Guitar strings have undergone significant changes over the past 100 years. After they had been made from animal gut for several hundred years, the availability of nylon caused string manufacturers to rethink how they made classical guitar strings during the early 1900s. In addition, the invention of the electric guitar in the 20th century forced string makers to experiment with strings made of metals like bronze, nickel and steel.
There are three main types of guitar strings: nylon (for classical and folk guitars), bronze (used for acoustic guitars), and steel/nickel (used for electric guitars).
Until the early 1900s, all guitar strings were made from animal gut, and were referred to as "gut strings." Today, strings are made from synthetic materials like nylon and metals like bronze, nickel and steel.
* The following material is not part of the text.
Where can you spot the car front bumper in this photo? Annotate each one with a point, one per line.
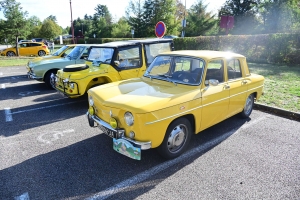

"Plain" strings are made of only one type of material--either nylon or steel--while "wound strings are made by wrapping either steel or bronze around a "plain" string, which thickens the string.
The thinnest guitar string currently in production is .007mm in diameter, while the largest that is commonly available is roughly .06mm.
Famed classical guitarist Andres Segovia is credited as the catalyst in bringing nylon strings to attention of the classical-guitar community.
Using a wound third string on an electric guitar can help produce a "thicker" tone while improving the intonation on that string at the same time.
There is a small number of string makers, mostly in Europe, who still use animal gut to manufacture their classical guitar strings.